Ohne Vorankündigung oder hinweisendes Geräusch, nicht einmal die Hennen, die bei Heinz auf dem Hof frei herumlaufen, ließen sich von ihrem Picken abhalten, und auch Bello, der dreijährige Schäferhund, ließ keinerlei Unruhe bemerken (außer wir hatten nichts bemerkt, da wir so ins Spiel vertieft waren), ein Zischen unter uns - in Null Komma nichts hob es uns in die Höhe, das gesamte Podest samt den massiven Sitzanlagen, vier Spielern mit Karten, Wein, Gläsern, Schreibzeug und allem. Unter uns war die Erdgasleitung aufgebrochen, und ein Strahl von Methan hatte uns in die Höhe des Hausdaches von Heinz gehoben, immer noch ganz in der Waagrechten, keiner rührte sich von seinem Platz.
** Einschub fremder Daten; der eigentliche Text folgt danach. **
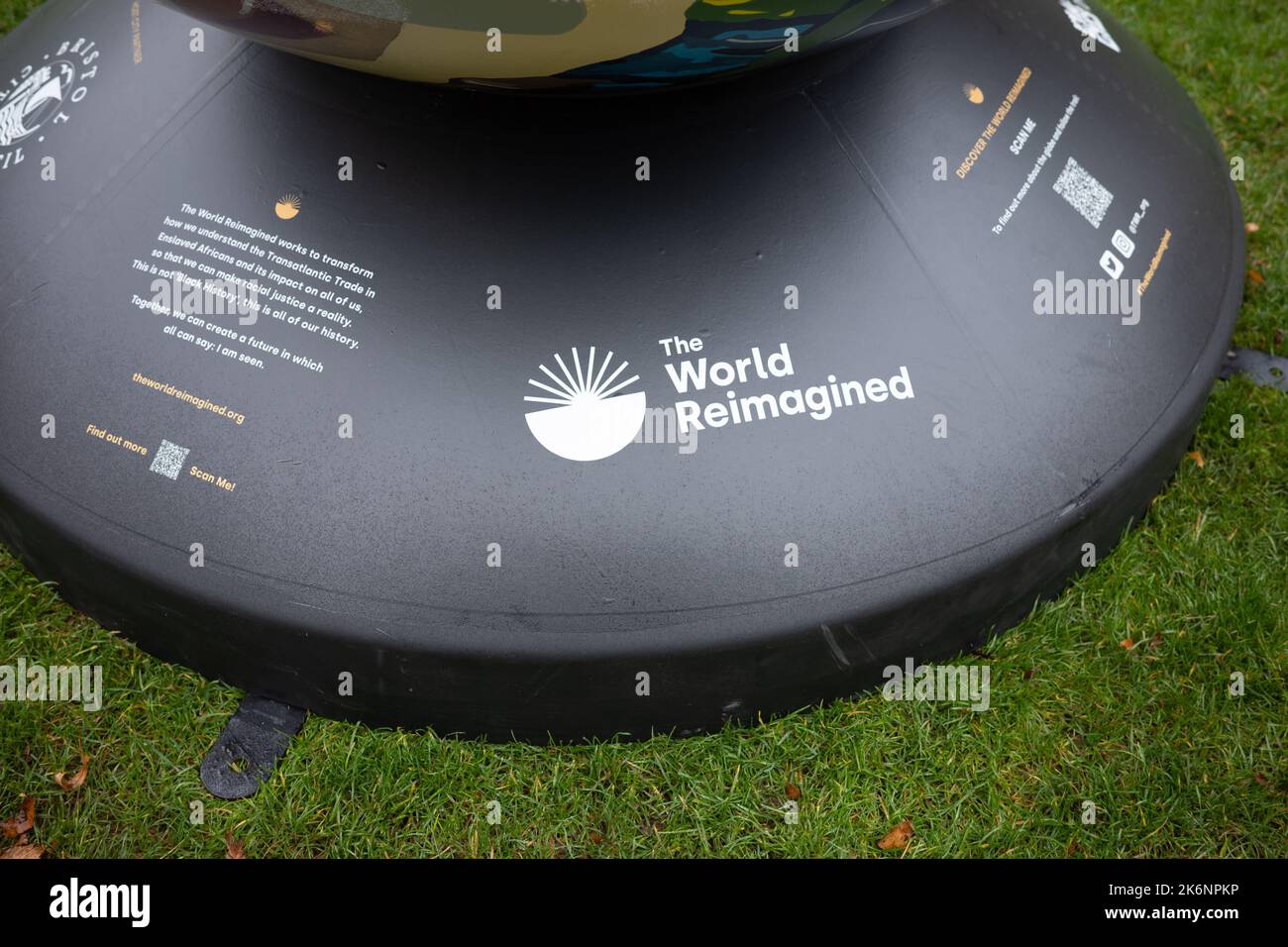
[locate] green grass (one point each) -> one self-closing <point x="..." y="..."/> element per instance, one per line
<point x="1175" y="764"/>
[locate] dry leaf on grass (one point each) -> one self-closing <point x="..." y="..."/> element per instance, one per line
<point x="21" y="823"/>
<point x="69" y="784"/>
<point x="897" y="836"/>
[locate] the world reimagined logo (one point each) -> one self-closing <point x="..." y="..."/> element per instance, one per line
<point x="593" y="415"/>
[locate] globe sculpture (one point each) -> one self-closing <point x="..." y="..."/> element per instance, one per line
<point x="591" y="415"/>
<point x="576" y="46"/>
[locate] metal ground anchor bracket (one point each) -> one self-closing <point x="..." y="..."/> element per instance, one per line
<point x="252" y="745"/>
<point x="1260" y="367"/>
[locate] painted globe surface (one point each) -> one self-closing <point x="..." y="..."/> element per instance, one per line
<point x="579" y="46"/>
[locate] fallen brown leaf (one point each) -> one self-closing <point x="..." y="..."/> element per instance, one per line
<point x="69" y="784"/>
<point x="21" y="823"/>
<point x="897" y="836"/>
Ich blickte jetzt auf die glänzenden Schienen der Eisenbahn hinüber, über die Wipfel selbst der alten großen Apfelbäume hinaus, die Sonne schien immer noch stark wie diesen ganzen Herbst, ich fühlte mich innerlich wachsamer, bewußter werden, wir schwebten über dem Unterland.
Nur einen Augenblick hielt Fritz inne, wir blickten uns kurz in die Augen, dann knallte er den Herzkönig mitten auf den Tisch. Wir hatten unsere Gegner geschneidert, und in sieben Metern Höhe über dem Erdboden ging das Spiel weiter. Es war ein unbeschreibliches Gefühl. Ich hatte augenblicklich geschaltet, um was es sich handelte. Es wäre aber total Wurscht gewesen, wenn wir nicht gewußt hätten, was uns da in der Luft hielt. Hauptsache der Tisch war gerade und das Spiel konnte weitergehen. Aber für mich kam noch ein beglückendes Gefühl durch den Umstand hinzu, daß ich mich durch diesen Gasstrahl auch innerlich gehoben fühlte, während wir unser Spiel mischten. In diesem Moment fühlte ich ganz stark, wie jede unserer Bewegungen, alle unsere Überlegungen und Entscheidungen, jeder Stich, den wir machten, wie alles von der Energie getragen wurde, die eigentlich Tausende von Haushalten, Gewerbebetriebe, Hotels versorgte. Dieses Gefühl steigerte den Genuß unseres Spiels in Unermeßliche, und das Spiel ging weiter, denn durch unsere "Erhöhung" gab es in der Leitung keinen Druckabfall und deshalb auch keine automatische Abschaltung.
Erst gegen Mittag, zu unserer gewohnten Zeit, rief Heinz seine Frau aus dem Haus, um bei der Energas anzurufen, sie möchten doch bitte das Gas abstellen, damit wir zu den Knödeln konnten. Ehe wir es uns versahen, landeten wir neben der Bäuerin sanft auf dem Boden und konnten unsere Heimwege antreten.